City Newspaper Archives - 4/2007

POLITICS: Our taxes aren't all that high

Published on Apr 03, 2007
The Democrat and Chronicle's March 4 article "How Taxing" claimed that our local property taxes are "among [the] nation's highest." But there is a difference between tax rates being high and tax bills being high. The reason our local tax rates are so high is that our local property values are so low.

Here is a different way to look at the local property-tax burden: per capita. The Census Bureau says that in 2003, the average per-capita local property tax in the United States was $984 (www.census.gov/prod/2006pubs/07statab/stlocgov.pdf, Table 425). By comparison, the combined city, school, county, and Pure Waters tax levies within the City of Rochester are currently around $201.2 million. Rochester has a population (as estimated by the Census Bureau for 2005) of 211,091. That yields a per-capita local property tax in the City of Rochester of $953, slightly below the national average.

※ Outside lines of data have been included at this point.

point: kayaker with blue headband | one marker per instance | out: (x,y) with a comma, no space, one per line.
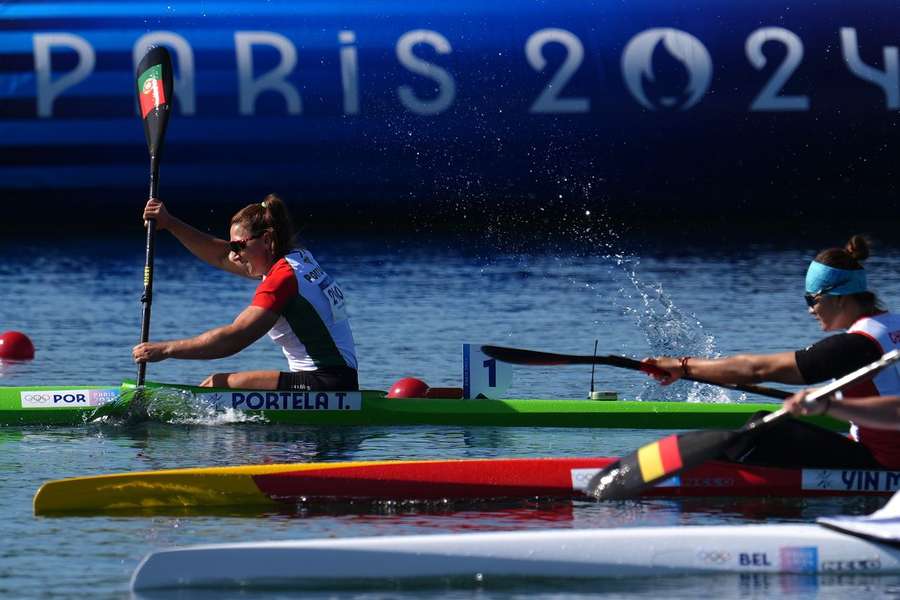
(838,297)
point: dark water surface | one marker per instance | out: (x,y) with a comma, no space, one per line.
(413,303)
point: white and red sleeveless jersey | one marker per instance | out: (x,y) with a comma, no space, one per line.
(884,330)
(313,328)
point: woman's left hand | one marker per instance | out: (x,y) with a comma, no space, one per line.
(799,407)
(149,352)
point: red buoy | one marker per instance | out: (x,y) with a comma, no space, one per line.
(15,345)
(408,387)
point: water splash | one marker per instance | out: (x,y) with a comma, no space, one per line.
(174,406)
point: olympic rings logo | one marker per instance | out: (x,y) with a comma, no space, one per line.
(717,557)
(53,397)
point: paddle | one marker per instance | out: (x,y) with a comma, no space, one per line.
(664,458)
(536,358)
(155,95)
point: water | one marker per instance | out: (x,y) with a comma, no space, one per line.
(413,302)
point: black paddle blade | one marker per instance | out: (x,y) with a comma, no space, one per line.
(155,95)
(657,461)
(518,356)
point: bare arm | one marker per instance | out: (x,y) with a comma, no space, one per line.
(878,412)
(249,326)
(741,368)
(207,248)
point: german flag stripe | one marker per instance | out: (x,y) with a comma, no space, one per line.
(659,458)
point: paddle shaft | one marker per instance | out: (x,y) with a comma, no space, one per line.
(147,295)
(669,456)
(536,358)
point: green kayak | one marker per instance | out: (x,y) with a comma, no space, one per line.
(72,405)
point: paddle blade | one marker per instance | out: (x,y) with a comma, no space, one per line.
(155,95)
(128,408)
(518,356)
(656,462)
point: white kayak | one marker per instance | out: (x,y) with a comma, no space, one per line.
(584,553)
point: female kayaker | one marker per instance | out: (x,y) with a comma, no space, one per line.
(297,303)
(877,412)
(838,297)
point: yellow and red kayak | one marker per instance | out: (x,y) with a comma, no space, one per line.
(429,480)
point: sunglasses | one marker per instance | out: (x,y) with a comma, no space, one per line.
(238,246)
(813,299)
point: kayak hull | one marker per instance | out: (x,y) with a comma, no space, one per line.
(62,405)
(586,553)
(429,480)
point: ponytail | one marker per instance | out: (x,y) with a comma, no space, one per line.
(271,214)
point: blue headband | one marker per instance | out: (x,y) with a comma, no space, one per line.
(822,279)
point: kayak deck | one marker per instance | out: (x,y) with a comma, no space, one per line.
(71,405)
(585,553)
(428,480)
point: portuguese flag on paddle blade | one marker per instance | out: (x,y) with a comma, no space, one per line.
(151,90)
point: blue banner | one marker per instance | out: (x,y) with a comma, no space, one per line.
(738,107)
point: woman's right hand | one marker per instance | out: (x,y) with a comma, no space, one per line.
(156,210)
(664,369)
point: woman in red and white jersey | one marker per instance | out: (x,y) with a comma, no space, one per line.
(297,303)
(838,297)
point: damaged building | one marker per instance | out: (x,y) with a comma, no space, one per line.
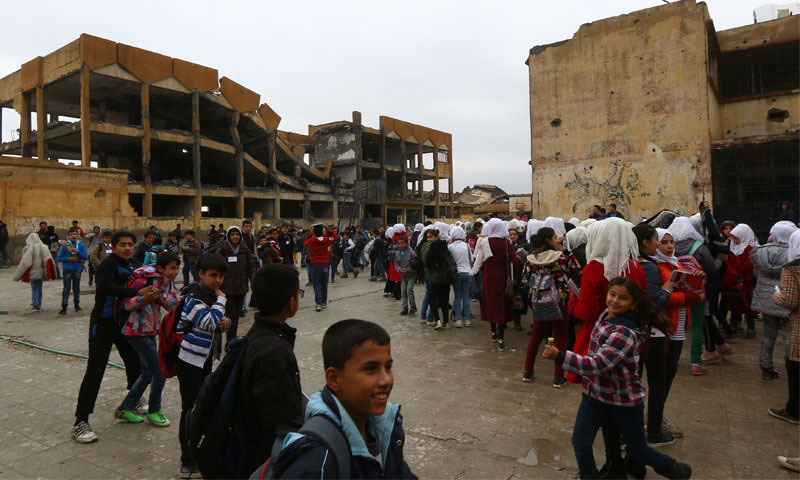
(657,109)
(197,148)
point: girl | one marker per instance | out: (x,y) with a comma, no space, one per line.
(549,259)
(495,308)
(39,265)
(459,250)
(141,328)
(612,390)
(436,269)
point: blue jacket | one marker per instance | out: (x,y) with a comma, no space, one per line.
(64,254)
(305,457)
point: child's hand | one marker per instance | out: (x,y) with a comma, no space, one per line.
(550,352)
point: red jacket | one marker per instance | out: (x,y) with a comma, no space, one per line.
(592,303)
(318,246)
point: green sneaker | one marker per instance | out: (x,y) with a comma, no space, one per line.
(128,415)
(158,419)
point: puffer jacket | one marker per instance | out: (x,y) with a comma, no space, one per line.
(768,260)
(789,298)
(34,256)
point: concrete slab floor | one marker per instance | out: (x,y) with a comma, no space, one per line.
(467,412)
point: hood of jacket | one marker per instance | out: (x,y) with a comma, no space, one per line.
(379,427)
(544,258)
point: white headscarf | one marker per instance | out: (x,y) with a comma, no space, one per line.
(660,257)
(576,237)
(495,228)
(781,231)
(794,246)
(533,227)
(611,243)
(457,234)
(556,224)
(682,229)
(746,237)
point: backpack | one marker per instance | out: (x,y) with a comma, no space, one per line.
(327,433)
(214,441)
(169,340)
(544,298)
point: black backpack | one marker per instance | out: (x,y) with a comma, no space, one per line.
(215,441)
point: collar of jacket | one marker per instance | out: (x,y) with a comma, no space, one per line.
(282,330)
(379,427)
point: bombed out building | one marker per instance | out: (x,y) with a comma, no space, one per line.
(163,140)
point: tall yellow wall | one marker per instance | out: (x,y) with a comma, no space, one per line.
(631,94)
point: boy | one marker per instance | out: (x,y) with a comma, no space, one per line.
(403,259)
(203,309)
(72,255)
(141,329)
(112,275)
(358,377)
(270,396)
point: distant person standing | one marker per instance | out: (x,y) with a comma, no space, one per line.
(72,254)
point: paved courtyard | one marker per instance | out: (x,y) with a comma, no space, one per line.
(467,412)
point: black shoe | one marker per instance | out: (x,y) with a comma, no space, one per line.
(678,471)
(769,374)
(661,440)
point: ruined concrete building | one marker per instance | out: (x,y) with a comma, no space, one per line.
(658,109)
(197,148)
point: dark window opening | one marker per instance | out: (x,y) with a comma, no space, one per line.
(759,70)
(751,181)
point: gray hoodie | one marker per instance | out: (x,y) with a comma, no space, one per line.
(768,260)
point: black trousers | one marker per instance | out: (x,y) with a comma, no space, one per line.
(103,334)
(233,308)
(190,378)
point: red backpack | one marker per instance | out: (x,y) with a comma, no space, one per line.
(169,340)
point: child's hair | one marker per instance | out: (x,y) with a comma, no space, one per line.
(165,258)
(120,235)
(344,336)
(273,286)
(212,262)
(649,313)
(643,231)
(540,238)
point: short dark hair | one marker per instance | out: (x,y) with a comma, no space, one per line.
(165,258)
(344,336)
(273,286)
(212,261)
(120,235)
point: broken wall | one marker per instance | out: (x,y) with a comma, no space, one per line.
(619,114)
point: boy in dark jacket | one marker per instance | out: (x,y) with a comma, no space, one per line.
(358,376)
(269,394)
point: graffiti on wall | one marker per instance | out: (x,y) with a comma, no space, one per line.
(619,187)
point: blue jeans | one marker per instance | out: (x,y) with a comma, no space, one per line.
(407,283)
(426,311)
(187,269)
(346,265)
(72,279)
(147,349)
(318,274)
(629,420)
(36,293)
(461,294)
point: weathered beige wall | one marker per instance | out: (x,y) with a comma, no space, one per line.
(631,95)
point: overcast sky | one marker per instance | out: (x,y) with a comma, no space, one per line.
(456,66)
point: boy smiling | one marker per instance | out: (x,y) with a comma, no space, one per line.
(358,374)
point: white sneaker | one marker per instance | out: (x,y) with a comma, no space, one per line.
(83,433)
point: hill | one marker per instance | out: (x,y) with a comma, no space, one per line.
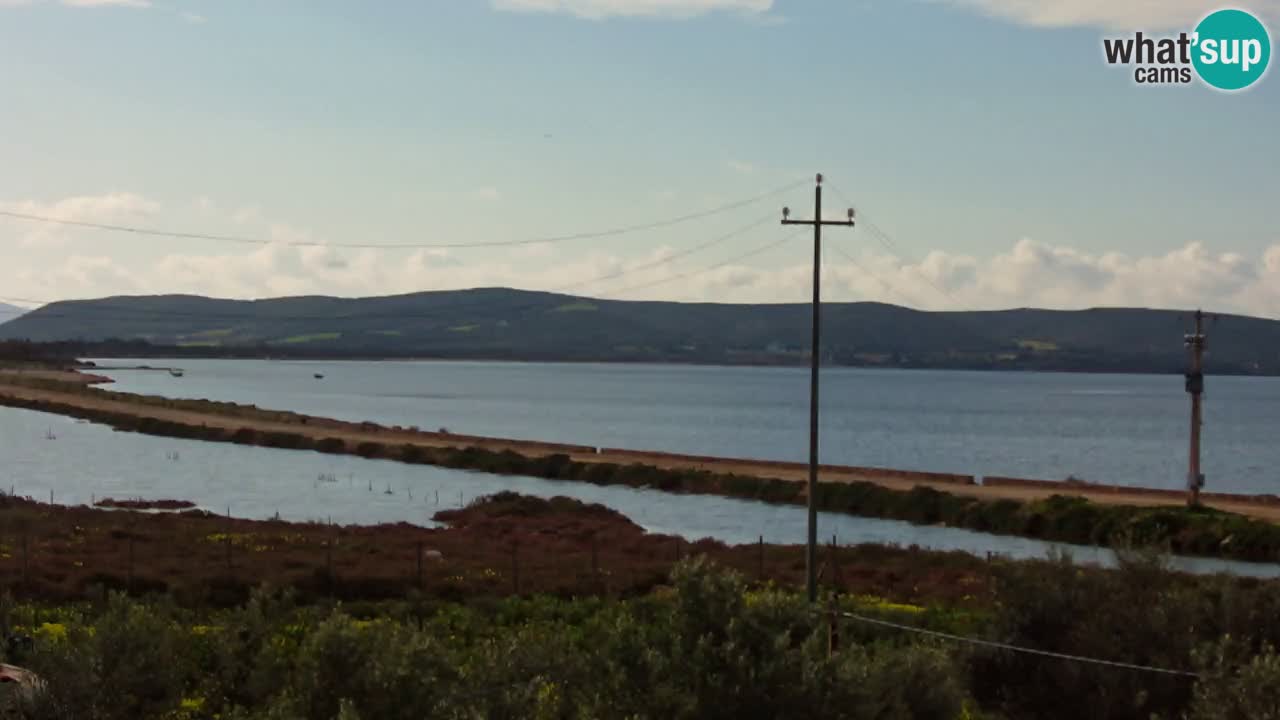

We in the City of Rochester are blessed, or cursed, depending on your point of view, with very low property values, compared to much of the rest of the country. I myself prefer to view it as a blessing. A young person can still buy a "starter" home here on a modest income, which he or she would probably not be able to do in Scarsdale, Seattle, or San Francisco.

But do our low home prices entitle us to correspondingly low taxes? If our houses would sell for a fifth of comparable houses in higher-priced markets, do our taxes also need to be one-fifth? The cost of housing may be much lower here, but the general cost of living is not, nor is the cost of providing government services.

If we calculated our utility costs as a percentage of home value, or our homeowners insurance premium as a percentage of our home's market value, those also would probably show high local rates compared to a national average. But we don't do that, because we don't expect those items to be directly related to market value. Why do we expect local taxes to be?

We are misled into thinking that the property-tax levy should follow property value because the levy is distributed locally based on property value. The distribution of tax within a given jurisdiction is based on property value, but there is really no reason to think that the size of the tax levy for a given community will be a function of that community's current market value.

I have a sister in Seattle who has a house very similar to my house here in Rochester: similar lot size, similar age and style of house. My house is actually a little bigger, and has a garage, which hers does not. Her house is assessed at a value seven times what mine is (both at full value). Her property taxes are $4,941; mine are $2,317. Am I overtaxed? I don't think so.